2015: l'irruption de Daech en France

La juge Charlotte Bilger conclut en tout cas dans son ordonnance qu' "aucun élément ne permet d'écarter l'hypothèse que les sommes susceptibles d'avoir été versées par la société Lafarge aux groupes terroristes aient pu servir à financer les attaques terroristes de Paris le 13 novembre 2015". Le parquet de Paris s'était lui opposé à la recevabilité de l'association comme plaignante : les infractions poursuivies ne rentraient pas selon lui dans le champ de l'activité de l'association.

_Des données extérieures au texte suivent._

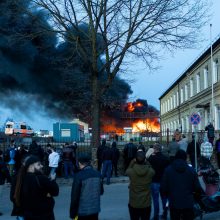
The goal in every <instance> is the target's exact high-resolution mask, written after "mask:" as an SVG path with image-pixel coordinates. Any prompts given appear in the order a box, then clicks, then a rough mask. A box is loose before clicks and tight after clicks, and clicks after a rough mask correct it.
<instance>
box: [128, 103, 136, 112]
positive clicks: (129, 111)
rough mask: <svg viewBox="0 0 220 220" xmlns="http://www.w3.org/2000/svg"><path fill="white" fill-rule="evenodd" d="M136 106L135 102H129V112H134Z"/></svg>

Selon les Douanes judiciaires chargées d'enquêter pour le compte des magistrats, des fonds ont été payés par Lafarge jusqu'en 2015 inclus à différentes organisations terroristes, dont l'Etat islamique. La date est importante : le 9 janvier 2015 en effet, Amedy Coulibaly commet ses crimes à l'encontre d'une policière municipale à Montrouge et à l'Hyper Cacher de Vincennes au nom de Daech - le lien a été formellement établi grâce à une video posthume. Le groupe terroriste fait ainsi à cette date irruption sur le territoire français en provoquant la mort de cinq personnes et en en blessant cinq autres. Il refera parler de lui le 13 novembre de la même année en revendiquant la terreur répandue au Bataclan, au Stade de France et sur diverses terrasses de cafés parisiens.

Des paiements après les premiers attentats

Les enquêteurs ont dressé un tableau des paiements versés via des intermédiaires identifiés comme étant notoirement proches des terroristes, et il semble que ces paiements ont perduré après la première revendication de Daech concernant des exactions commises en France... Ainsi, une ligne de ce tableau intitulée "paiements approvisionnements" note que sept fournisseurs de matières premières implantés à Raqqah - une ville syrienne passée sous la coupe de l'Etat islamique en 2013 - auraient touché de la part de Lafarge l'équivalent de quelque 3 millions de dollars entre 2010 et février 2015 - ce que des cadres du cimentier mis en cause, tel Frédéric Jolibois, directeur de l'usine nommé à l'été 2014, relativisent dans leurs interrogatoires, estimant qu'il ne suffit pas que ces fournisseurs aient été installés dans cette zone pour qu'ils soient "nécessairement" liés à Daech.

Une autre ligne du tableau présente des "paiements à des intermédiaires" effectués entre le 4 décembre 2013 et le 31 janvier 2015, pour la somme globale de 240 000 dollars. Sans que le détail des fonds et des dates apparaisse encore avec plus de précisions. Visiblement, pas de quoi embarrasser certains responsables de Lafarge, qui ont donc continué à verser leur "obole", selon le mot de l'un d'entre eux, à l'organisation.

En tout état de cause, la présence, certes symbolique, au sein des parties civiles, d'une association de victimes du 13 Novembre vient dramatiser un peu plus un dossier aux lourds enjeux.